Plans for a new academic building on the Willamette campus surfaced as early as January 2006 when the university hoped to build an $8 to $12 million facility. In October 2006, the university received an $8 million donation to go towards building a new academic hall on the campus. Anonymous at the time, the gift was the largest ever gift from a person to the school, and the second largest donation ever after an $11 million donation by Tokyo International University of America in 2003 to help build the Kaneko Commons. It was later revealed that Hallie Ford made the donation, and the building was subsequently named after her.
The new building was estimated to cost $16 million total to build and would be a 46,000-foot (14,000 m) structure designed to add 25 professors to the faculty and be used to house media studies, computer sciences, rhetoric, and mathematics. Expected to be finished by the new school year in 2009, the hall was to be built next to Gatke Hall on the northeast corner of the campus.
Work on the project began with the removal of trees from the site in December 2007. Some trees were moved, while other were planned to be re-used in the new building. Hennebery Eddy Architects were hired by Willamette in 2007 to design the new building, with Timothy R. Eddy as the principal architect. The school hired Hoffman Construction as the general contractor and hoped to achieve LEED Gold Certification for the building. Joshua Carlson was the landscape designer on the project.
While originally planned to be 46,000 square feet (4,300 m2), by the time construction began the final design called for 45,000 square feet (4,200 m2) of space in Ford Hall. During construction, the Pacific Northwest Regional Council of Carpenters picketed the school in a dispute with one of the subcontractors working on Ford Hall. The sustainability aspects of the building helped Willamette land on the Sierra Club’s Cool Schools list in 2009, as Ford Hall was anticipated to earn a LEED Gold rating, which was earned later that year. Ford Hall also earned recognition in the 2030 Challenge Award as a runner-up for the as built category.

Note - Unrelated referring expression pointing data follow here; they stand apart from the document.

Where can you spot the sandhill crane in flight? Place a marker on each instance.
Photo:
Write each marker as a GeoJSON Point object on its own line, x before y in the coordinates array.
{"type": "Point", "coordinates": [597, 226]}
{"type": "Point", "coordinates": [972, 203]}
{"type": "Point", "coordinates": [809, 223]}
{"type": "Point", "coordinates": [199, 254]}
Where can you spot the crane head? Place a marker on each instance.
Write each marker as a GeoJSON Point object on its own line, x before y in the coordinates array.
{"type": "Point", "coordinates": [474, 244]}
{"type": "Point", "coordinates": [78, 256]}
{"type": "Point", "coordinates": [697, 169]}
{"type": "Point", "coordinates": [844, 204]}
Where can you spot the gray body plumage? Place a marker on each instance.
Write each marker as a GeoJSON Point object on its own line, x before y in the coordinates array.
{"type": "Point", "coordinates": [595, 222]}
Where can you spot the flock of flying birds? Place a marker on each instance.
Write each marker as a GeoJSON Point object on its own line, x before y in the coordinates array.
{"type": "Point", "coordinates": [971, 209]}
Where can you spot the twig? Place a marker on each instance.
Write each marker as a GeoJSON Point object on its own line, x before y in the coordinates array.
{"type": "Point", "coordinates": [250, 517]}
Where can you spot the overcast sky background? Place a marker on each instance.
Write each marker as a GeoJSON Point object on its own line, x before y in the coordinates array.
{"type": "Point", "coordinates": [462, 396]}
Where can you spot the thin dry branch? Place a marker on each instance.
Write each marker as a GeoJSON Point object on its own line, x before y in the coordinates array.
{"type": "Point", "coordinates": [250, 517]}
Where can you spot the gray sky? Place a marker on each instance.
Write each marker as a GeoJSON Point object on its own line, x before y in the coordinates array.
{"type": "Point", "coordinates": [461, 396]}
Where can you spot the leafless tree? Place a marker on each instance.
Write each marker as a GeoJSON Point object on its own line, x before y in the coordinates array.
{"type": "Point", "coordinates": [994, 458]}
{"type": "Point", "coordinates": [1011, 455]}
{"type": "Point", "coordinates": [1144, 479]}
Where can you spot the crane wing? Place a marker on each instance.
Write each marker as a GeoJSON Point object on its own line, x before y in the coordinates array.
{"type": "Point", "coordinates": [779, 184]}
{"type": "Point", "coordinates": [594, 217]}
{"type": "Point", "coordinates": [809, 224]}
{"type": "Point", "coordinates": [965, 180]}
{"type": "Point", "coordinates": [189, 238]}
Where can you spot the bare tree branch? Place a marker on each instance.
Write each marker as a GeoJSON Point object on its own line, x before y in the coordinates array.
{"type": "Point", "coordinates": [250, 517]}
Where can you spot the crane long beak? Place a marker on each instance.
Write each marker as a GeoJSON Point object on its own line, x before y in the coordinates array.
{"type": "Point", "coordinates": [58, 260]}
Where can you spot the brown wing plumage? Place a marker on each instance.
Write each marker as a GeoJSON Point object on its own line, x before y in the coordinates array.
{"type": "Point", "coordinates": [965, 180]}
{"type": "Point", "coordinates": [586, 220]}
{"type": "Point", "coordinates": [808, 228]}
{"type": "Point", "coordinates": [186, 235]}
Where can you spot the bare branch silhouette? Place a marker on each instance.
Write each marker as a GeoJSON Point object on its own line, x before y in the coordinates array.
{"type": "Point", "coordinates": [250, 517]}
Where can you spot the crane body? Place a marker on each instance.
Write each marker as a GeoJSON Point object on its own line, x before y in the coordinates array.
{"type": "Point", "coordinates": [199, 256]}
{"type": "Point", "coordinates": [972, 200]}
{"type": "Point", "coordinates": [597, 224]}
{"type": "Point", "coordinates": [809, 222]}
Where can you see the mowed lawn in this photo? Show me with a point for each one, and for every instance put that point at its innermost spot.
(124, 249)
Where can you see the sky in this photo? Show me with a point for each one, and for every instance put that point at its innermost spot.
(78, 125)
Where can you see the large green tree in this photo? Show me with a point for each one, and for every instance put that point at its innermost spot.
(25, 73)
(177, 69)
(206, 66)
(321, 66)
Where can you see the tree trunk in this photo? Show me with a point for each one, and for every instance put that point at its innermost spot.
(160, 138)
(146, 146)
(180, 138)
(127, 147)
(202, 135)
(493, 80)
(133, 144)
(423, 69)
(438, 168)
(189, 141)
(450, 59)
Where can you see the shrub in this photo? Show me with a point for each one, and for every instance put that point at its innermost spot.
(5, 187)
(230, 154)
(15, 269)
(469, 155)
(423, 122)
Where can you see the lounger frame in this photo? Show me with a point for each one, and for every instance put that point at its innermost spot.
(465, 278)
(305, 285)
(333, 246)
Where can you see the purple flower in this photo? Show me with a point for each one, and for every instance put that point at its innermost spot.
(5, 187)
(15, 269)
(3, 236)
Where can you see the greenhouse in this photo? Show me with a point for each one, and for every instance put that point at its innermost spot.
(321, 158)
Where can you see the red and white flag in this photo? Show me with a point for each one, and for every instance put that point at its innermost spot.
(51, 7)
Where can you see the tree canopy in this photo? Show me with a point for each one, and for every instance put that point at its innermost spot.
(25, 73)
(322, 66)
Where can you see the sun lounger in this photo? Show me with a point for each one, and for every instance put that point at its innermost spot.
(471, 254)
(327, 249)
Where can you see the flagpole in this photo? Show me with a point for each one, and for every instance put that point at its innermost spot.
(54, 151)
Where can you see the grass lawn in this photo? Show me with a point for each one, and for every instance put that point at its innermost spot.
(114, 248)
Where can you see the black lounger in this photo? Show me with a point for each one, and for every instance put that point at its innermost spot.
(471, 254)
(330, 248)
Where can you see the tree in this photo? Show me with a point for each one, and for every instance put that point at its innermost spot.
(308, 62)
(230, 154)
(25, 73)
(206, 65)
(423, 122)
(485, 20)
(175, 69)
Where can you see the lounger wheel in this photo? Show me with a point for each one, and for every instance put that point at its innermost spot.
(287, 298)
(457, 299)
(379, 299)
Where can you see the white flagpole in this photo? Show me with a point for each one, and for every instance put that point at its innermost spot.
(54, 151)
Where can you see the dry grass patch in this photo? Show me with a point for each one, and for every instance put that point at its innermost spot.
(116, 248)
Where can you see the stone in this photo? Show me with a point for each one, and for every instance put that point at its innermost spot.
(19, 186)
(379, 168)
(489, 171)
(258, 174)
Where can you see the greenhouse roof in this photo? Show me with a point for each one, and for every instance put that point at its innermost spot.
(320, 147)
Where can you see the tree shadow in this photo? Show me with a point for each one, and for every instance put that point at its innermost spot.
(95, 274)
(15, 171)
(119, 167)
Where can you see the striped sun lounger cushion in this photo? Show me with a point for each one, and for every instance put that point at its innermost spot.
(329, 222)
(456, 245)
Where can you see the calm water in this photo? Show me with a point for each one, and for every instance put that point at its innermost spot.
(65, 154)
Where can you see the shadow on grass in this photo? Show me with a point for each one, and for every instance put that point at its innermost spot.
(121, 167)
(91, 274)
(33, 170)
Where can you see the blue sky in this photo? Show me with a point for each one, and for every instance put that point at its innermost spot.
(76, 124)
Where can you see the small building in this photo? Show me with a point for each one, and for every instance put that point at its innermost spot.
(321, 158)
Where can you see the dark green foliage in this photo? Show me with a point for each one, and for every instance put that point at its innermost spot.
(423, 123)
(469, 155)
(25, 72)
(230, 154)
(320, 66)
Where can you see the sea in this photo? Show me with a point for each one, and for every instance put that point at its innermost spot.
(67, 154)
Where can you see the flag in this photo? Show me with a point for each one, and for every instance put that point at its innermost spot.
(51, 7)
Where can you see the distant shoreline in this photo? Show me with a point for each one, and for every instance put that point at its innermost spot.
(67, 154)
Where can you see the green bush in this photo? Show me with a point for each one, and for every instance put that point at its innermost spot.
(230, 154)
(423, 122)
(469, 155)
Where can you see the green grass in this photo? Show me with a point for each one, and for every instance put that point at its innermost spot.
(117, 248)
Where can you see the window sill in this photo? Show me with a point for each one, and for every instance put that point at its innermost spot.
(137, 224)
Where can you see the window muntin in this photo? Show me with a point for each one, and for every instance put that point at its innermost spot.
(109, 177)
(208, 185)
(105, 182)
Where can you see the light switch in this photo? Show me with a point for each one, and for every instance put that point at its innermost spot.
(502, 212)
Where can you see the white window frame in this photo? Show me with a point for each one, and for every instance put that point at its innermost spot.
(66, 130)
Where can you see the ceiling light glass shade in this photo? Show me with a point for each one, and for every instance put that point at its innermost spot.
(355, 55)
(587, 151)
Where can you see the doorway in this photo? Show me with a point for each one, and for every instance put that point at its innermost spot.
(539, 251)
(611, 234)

Designed by Hennebery Eddy Architects, the structure is adjacent to Gatke Hall and across state street from the Oregon State Capitol. Ford was the first new academic hall on campus since 1996 when the Olin Science Center was completed. School officials hoped to use the project to draw more students to that section of the campus, which was previously underutilized, as well as to incorporate many environmentally friendly features into the new building.
These green amenities included using brick, copper, stone, and other building materials that have a long lifespan. Brick is used for the exterior and copper for the roof. Other items include a displacement ventilation HVAC system, solar panels, use of recycled materials in the construction, and maximizing the use of natural light throughout the structure. Overall, the energy consumption is 58 percent less than for a similar building built to code. LEED Gold status was awarded on December 10, 2009, by the U.S. Green Building Council.
Ford Hall houses a mixture of programs from across departments within the college of liberal arts. The four-story, 42,000-square-foot (3,900 m2) brick-faced building houses programs from rhetoric, computer science, film studies, mathematics, and digital art, among others. This includes recording studios, a film viewing room, and a space for performances in the below-ground level. The first floor of the three above-ground levels includes an art studio and art gallery, while the other two floors contain laboratories, classrooms, and offices for staff. These upper floors also contain what the school labels as hearths, in which each department in the building has one, and which they are designed to encourage collaboration between students as well as between the faculty and students.